JUNINHO - No comecinho ali, em 1995, 1996, não tinha tanto ainda a coisa da internet. Eu tinha banda, fazia shows nessa época, a gente fazia mala direta de cartaz, porque as pessoas deixavam o endereço nos shows. Eu peguei um pouco essa época aí, de divulgação total por cartaz na rua, lambe-lambe, flyers na Galeria [do Rock], e isso existe até hoje, porque é importante, a parte física é importante, muita gente vai na Galeria, numa loja e vê um cartaz do show e fala: “Olha esse show aqui, legal”. Aí na mesma loja tem o flyer, pega, guarda na carteira e vai no show, tem muita gente assim. Então acho importante manter isso daí, porque ainda funciona. Dizer que a internet hoje resolve 100%... Eu já não acho que é verdade. É muito legal você ver um cartaz bonito numa loja, um A3 colorido lá. E voltando a falar da experiência que eu tenho com o pessoal do Ratos, ou mesmo por conhecer um pessoal de bandas mais antigas, lembro do pessoal do Cólera, que fez uma turnê em 1987 na Europa. Eles marcaram coisas por telefone, falando com os caras lá, tirando alguma coisa por carta, aí viajaram pra lá, e quando chegaram não tinha todos os shows marcados, tinha alguns do começo e aí por telefone foi montando outros... Às vezes ficavam uns três, quatro dias sem shows, ou uma semana, era uma coisa bem estranha, difícil de imaginar hoje em dia... O pessoal do Ratos, que fez turnê em 1989 lá pela primeira vez, também conta umas coisas assim. Milhões de turnês dos anos 1970, dos anos 1980 foram feitas dessa forma.
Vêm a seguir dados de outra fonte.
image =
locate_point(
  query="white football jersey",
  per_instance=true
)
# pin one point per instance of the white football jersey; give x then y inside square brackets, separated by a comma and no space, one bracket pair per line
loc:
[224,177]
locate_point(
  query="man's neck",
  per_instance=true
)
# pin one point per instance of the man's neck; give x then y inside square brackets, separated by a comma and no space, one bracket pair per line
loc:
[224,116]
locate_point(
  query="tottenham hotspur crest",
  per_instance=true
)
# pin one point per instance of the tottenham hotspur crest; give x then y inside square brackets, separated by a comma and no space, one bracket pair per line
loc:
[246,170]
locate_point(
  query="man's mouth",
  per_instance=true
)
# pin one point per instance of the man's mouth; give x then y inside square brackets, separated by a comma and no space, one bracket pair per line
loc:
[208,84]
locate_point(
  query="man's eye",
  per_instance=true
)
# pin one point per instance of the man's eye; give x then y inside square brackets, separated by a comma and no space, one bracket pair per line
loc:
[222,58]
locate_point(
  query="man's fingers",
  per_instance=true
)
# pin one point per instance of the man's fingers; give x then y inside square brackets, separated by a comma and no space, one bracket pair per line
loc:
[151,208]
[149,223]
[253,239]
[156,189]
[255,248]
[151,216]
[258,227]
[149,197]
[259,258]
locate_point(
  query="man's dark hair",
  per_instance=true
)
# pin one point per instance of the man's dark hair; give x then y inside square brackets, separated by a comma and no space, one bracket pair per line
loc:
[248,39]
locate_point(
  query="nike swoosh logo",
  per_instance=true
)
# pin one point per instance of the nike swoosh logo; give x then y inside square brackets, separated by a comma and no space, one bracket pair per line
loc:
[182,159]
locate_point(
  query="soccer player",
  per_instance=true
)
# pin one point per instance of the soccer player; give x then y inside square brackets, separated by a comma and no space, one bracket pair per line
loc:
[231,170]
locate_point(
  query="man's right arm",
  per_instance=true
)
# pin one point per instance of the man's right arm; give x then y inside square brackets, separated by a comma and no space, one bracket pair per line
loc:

CDOROCK - Eu Serei A Hiena tem uma proposta mais ousada, por ser principalmente instrumental e por ter vocalistas convidados. Como surgiu essa ideia e como tem sido a repercussão do público?

JUNINHO - No Eu Serei A Hiena a gente juntou uns caras que sempre tiveram banda e sempre tocaram juntos em outras bandas e sempre foram amigos de muito tempo. A ideia inicial era fazer um som tipo Fugazi, At the drive in, essas bandas mais ousadas como você disse, Sonic Youth... um pouco fora do padrão do hardcore cru. A gente tentou com alguns vocalistas no começo, mas não deu muito certo, nos ensaios não fluiu muito bem, então a gente decidiu manter a banda instrumental e foi compondo música, fazendo coisas, e pintou a ideia de no disco chamar alguns amigos pra cantar. E aí rolou o primeiro disco, que teve o Rodrigo, do Dead Fish, o Nekro, lá do Boom Boom Kid, o Farofa, do Garage Fuzz, o Mauricio Takara, o Chacal – um amigo nosso que fez o remix de uma música lá também –, e aí o pessoal gostou pra caramba. Era o pessoal do hardcore indo ver a gente, mas eles estavam lá pra ouvir um som diferente, então todo mundo gostou e a gente continuou compondo; aí teve o segundo disco, que a gente fez da mesma forma, chamando alguns amigos pra participar, fosse cantando, ou tocando piano, ou violoncelo, e a gente continua tocando e quer mais pra frente fazer um terceiro, um quarto disco, sempre nesse mesmo molde aí.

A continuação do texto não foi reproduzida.